Google’s Gemini Pro and Anthropic’s Claude 4 each hold the crown in specific areas – Gemini for any scenario requiring multimodal understanding or gigantic context, and Claude for complex coding and aligned long-form assistance. In practice, many users and organizations adopt a multi-model strategy: leveraging each model for what it does best. For example, a software team might feed documentation to Gemini for analysis, use Claude to generate code, then have ChatGPT polish the user-facing text. This way, one can tap into Claude’s accuracy, ChatGPT’s fluency, and Gemini’s breadth as needed. It’s a testament to how far AI has come in 2025 that such an ecosystem approach is feasible – and often necessary to stay at the cutting edge.
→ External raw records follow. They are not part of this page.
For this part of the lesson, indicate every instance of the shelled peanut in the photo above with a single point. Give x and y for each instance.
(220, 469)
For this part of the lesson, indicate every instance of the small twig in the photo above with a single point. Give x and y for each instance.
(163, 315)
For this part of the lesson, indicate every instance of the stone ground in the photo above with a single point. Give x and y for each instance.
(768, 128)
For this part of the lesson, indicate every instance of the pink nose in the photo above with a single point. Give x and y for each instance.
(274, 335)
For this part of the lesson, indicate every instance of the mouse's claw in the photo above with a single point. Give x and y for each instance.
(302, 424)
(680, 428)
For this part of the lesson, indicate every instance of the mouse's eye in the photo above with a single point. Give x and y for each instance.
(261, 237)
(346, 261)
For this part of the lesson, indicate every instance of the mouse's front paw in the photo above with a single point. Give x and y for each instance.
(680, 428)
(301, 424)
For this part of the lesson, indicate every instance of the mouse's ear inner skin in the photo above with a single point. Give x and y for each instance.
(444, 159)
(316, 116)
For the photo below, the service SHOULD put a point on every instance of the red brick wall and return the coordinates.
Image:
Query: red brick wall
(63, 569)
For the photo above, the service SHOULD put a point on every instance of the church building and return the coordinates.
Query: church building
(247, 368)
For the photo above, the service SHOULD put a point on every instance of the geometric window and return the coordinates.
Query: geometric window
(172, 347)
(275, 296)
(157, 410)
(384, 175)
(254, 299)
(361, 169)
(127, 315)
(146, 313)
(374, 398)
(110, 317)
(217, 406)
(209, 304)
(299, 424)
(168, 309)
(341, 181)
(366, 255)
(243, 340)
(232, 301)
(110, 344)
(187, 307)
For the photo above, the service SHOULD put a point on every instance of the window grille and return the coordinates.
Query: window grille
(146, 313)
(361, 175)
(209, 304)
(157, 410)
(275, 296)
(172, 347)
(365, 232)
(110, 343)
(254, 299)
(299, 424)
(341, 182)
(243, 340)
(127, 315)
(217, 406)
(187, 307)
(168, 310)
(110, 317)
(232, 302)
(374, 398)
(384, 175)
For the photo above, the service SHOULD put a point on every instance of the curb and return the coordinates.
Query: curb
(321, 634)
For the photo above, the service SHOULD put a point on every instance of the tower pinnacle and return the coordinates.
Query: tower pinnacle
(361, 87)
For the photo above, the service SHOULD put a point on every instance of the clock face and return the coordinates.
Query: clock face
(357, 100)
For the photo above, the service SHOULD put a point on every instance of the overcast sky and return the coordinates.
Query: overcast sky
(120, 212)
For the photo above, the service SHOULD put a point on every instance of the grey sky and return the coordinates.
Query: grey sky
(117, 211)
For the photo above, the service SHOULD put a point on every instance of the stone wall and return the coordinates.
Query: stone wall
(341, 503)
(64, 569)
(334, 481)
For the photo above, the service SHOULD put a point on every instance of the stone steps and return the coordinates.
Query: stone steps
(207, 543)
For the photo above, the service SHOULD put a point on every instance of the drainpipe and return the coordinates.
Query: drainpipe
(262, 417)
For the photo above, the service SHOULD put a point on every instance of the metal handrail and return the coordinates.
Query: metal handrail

In sum, Grok 4 is the choice when absolute top-end reasoning power is required, ChatGPT (GPT-4o) remains the best overall AI assistant for most people, Gemini Pro is unbeatable for multimodal and massive-scale tasks, and Claude 4 is the champion of coding and extended creative collaboration. Each model is “most powerful” in its arena. Users should consider the specifics of their use case – complexity of task, need for tools or real-time info, budget, and desired interaction style – to pick the right AI partner. The exciting news is that no matter which you choose, you now have access to an AI model that would have been considered sci-fi just a couple of years ago. And with these titans spurring each other on, the capabilities (and affordability) of future models will only grow. 2025’s benchmarks have revealed an AI landscape with no single winner – instead, we have an array of super-powerful models, each supreme in its domain. Going forward, the “most powerful” AI will likely be the one that best complements your needs, and savvy users will know how to harness all of these models to their advantage.